Konfüçyüs’ün M.Ö. 479’da Çiyu-fu’da ölümünden sonra öğrencileri onun öğretisini sessiz sedasız sürdürdü. İki önemli izleyicisi Mensiyüs ile Hsun Tzu, Konfüçyüsçü düşünceye kendi fikirlerini, kendi vurgularını da katarak, seçkinlerin eğiticisi oldu. Onların çağı yöneticilerin saraylarında ahlak ile siyasete ilişkin pek çok düşünsel tartışmanın geliştiği bir dönemdi. Tartışmalar düzenlenir, bilgili kişiler davet edilirdi. Han Hanedanlığı döneminde (M.Ö. 206- MS 9) Konfüçyüsçü düşünce yeniden canlandı. Eski yazılardan parçalar derlenip elden geçirildi ve Hıristiyanlığın ilk yıllarında Budacılığın da Çin’e ulaşmasına karşın, Konfüçyüsçü düşünceler yeniden yaygın kabul gördü. Konfüçyüsçülük, Çin kültüründeki ana akışın bir parçası olarak varlığını sürdürdü. Eğitimin Konfüçyüsçü temel yapıtlara dayanmasından ötürü halk arasında yayıldı. Böylece Konfüçyüsçülük geniş, değişken bir ülkede yaşayan milyonlarca insanı birleştirdi. Konfüçyüs ile izleyicilerine atfedilen özdeyişlerle öğretiler, M.Ö. 6. yüzyıldan 1911’de Ch’ing Hanedanlığı’nın kaldırılışına kadar geçen 25 yüzyıl boyunca, Çin’in ahlaksal, toplumsal, siyasal yapısını biçimlendirdi.
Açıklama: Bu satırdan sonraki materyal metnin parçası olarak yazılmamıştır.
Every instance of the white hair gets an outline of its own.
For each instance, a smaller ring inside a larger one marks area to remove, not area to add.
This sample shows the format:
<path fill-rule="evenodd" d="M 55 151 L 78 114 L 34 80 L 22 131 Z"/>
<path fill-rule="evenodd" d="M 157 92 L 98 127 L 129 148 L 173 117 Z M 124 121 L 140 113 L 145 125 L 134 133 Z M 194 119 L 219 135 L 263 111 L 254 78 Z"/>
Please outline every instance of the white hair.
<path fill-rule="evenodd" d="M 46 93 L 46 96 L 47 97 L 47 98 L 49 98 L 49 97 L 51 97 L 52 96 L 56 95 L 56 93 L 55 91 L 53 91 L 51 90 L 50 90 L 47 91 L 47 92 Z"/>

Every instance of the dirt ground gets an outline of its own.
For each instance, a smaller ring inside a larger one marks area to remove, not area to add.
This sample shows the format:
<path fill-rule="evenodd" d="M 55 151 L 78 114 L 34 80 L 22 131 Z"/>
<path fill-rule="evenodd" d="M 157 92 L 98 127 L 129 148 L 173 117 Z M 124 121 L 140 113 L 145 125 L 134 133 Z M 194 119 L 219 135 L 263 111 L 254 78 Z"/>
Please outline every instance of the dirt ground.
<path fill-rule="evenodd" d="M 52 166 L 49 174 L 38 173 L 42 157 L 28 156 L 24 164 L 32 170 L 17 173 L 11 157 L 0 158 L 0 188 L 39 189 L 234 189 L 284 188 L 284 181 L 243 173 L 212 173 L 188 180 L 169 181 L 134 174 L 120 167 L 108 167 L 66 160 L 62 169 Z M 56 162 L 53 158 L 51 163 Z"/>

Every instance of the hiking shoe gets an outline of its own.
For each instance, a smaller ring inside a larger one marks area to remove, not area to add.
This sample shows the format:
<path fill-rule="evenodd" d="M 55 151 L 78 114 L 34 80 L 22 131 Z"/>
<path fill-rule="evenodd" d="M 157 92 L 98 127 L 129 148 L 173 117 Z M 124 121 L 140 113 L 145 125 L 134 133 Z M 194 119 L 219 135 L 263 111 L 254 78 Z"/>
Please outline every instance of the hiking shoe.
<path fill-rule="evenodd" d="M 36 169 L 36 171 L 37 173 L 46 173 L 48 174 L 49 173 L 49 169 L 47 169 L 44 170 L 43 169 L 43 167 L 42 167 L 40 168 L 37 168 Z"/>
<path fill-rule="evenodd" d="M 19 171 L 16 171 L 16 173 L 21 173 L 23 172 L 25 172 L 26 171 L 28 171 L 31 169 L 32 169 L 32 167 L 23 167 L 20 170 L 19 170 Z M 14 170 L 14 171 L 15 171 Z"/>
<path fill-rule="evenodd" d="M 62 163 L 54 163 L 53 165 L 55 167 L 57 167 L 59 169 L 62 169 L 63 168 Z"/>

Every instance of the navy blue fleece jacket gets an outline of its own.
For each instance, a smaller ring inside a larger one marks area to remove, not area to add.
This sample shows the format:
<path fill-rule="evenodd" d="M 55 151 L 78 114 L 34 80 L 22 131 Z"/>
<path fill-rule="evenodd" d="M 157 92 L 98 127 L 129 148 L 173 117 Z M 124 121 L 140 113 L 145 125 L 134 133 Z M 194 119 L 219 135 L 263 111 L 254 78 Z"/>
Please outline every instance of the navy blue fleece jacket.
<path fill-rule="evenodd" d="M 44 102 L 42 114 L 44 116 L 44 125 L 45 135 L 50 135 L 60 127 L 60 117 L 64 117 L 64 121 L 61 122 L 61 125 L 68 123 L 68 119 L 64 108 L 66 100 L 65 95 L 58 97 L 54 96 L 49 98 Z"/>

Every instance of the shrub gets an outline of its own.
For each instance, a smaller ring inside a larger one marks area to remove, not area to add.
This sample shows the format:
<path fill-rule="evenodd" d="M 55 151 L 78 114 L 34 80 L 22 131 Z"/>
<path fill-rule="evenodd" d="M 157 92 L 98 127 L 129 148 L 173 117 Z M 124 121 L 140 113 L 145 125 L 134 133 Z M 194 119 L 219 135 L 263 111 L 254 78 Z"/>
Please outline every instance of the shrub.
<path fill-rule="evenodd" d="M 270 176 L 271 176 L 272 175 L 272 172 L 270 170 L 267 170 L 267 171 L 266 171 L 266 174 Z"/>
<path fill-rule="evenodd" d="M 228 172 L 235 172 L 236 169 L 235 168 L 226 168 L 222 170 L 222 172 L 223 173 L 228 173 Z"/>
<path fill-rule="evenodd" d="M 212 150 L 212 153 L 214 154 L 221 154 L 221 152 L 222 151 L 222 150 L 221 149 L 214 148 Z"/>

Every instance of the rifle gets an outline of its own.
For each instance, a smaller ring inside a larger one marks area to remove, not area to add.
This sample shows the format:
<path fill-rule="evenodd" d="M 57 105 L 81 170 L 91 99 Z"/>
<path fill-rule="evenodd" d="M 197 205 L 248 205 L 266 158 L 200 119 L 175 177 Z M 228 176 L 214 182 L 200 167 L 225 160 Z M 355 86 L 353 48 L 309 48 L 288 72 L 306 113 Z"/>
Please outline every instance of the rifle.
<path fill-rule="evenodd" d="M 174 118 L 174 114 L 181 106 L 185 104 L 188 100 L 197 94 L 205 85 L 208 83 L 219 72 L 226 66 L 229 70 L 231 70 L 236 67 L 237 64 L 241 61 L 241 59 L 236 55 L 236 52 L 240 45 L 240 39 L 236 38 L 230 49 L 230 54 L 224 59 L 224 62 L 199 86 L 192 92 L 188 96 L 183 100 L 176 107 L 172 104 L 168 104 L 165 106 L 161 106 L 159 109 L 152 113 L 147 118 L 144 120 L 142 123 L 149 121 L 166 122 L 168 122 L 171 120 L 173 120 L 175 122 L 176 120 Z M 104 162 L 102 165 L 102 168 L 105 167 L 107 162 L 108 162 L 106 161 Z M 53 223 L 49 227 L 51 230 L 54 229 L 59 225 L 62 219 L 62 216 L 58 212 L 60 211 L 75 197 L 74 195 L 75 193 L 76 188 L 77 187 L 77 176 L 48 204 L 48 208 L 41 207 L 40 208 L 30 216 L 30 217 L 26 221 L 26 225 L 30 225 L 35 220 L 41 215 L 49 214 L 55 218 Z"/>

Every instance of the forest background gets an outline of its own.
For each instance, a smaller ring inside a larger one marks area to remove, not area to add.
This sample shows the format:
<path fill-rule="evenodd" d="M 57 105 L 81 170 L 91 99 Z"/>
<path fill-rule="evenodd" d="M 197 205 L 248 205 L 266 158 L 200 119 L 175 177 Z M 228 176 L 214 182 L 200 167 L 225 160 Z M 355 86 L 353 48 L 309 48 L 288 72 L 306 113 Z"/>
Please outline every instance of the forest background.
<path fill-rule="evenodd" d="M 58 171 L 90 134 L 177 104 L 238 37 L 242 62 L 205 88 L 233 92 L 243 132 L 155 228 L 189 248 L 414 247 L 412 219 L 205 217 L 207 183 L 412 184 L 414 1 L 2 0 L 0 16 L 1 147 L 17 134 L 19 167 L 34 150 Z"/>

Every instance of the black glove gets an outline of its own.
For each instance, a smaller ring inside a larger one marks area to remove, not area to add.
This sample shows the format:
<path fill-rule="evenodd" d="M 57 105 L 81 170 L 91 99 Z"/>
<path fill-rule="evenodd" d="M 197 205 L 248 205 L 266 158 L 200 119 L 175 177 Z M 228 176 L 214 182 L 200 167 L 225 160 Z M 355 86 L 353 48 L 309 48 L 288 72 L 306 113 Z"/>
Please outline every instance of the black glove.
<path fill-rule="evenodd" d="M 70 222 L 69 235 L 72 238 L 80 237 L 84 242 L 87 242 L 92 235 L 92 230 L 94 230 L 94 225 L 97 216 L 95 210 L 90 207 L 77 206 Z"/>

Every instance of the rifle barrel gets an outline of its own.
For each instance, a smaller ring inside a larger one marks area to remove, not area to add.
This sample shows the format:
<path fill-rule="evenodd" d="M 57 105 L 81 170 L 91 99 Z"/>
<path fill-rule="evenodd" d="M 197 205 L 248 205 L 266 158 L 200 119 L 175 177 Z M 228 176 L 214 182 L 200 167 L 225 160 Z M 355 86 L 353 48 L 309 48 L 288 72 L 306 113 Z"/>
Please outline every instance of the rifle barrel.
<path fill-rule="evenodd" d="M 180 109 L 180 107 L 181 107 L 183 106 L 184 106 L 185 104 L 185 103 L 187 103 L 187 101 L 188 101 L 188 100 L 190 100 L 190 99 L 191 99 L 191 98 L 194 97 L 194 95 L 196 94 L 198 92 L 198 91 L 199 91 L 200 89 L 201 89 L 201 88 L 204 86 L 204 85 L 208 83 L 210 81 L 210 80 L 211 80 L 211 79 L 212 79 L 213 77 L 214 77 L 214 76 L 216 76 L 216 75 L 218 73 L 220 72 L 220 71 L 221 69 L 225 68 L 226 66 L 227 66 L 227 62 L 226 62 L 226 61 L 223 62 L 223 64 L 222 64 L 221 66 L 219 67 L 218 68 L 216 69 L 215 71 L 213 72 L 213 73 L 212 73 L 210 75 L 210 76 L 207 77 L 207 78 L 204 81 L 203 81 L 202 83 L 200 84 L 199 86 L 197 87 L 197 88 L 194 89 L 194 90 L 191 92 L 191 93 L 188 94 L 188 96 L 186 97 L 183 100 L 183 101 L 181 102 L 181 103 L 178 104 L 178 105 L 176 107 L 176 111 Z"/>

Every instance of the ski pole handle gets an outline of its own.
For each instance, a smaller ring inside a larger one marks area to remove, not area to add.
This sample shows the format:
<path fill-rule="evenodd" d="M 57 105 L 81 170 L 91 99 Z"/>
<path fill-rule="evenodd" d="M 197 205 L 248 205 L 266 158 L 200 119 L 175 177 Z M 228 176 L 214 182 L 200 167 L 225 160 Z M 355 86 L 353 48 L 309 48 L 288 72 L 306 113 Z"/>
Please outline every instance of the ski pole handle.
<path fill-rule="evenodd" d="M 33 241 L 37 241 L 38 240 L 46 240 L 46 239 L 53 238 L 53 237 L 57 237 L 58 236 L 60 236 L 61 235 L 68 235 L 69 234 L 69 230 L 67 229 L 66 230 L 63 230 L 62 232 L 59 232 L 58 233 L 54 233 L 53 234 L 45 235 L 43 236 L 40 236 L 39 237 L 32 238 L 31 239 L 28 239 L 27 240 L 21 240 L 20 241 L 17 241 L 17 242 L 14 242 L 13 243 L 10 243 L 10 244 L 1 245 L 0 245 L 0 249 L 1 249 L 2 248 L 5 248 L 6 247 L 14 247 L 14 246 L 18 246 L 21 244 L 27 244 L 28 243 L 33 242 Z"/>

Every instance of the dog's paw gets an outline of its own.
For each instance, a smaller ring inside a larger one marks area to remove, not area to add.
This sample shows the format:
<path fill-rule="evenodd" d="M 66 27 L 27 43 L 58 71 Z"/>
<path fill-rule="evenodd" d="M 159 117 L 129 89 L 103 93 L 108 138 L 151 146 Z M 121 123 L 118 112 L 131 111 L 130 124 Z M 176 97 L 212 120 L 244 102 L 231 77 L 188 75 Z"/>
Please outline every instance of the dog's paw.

Çin İmparatorluğu’nun neredeyse tüm kurumları, gelenekleri, amaçları, özlemleri Konfüçyüs’ün erdemli birey, erdemli toplum anlayışına dayanıyordu. 20. yüzyılın ilk yıllarına kadar Çin’de eğitim, hemen hemen tümüyle, Konfüçyüs’ün ilkelerine göre biçimlendirilmişti. 1313’ten 1905’e kadar sürdürülen devlet sınavları Konfüçyüs’ün “Dört Kitap” diye bilinen yapıtlarını okumayı gerektiriyordu. 20. yüzyıl ortalarında Çin’de Konfüçyüsçülük neredeyse tümden yadsınmıştır. 1960 Kültür Devriminin, Halk Cumhuriyeti’nin ilk yıllarında ortaya çıkan Konfüçyüs karşıtı eleştirileri pekiştirmesine karşın, Konfüçyüsçülüğü ortadan kaldırmayı hedefleyen yenilikler de Konfüçyüsçülük çizgisine uydu.

SEÇMELER

İyi yaşamayı sonraya bırakan; yolunda ırmağa rastlayıp da akıp geçmesini bekleyen adama benzer. Irmak hiç durmadan akıp gidecektir.

Erdemsiz bir insan mahrumiyete fazla tahammül edemez; nasıl ki mutluluk içindeyken bile rahat edemezse. Fakat erdemli insanın barındığı yer yine erdemin içindedir, akıl sahipleri hep bunu arar.

Derin olan kuyu değil, kısa olan iptir.

Düşünmeden öğrenmek faydasızdır. Öğrenmeden düşünmekse tehlikeli.

Karanlığa söveceğine kalk bir mum yak.

Bildiğini bilenin arkasından gidiniz. Bildiğini bilmeyeni uyandırınız. Bilmediğini bilene öğretiniz. Bilmediğini bilmeyenden kaçınız.

Kamil insan; kişisel olarak ciddi, büyüklere hizmet ederken saygıyı elden bırakmayan, halka karşı çok nazik olan ve onları yönetirken de adaletli davranan kişidir.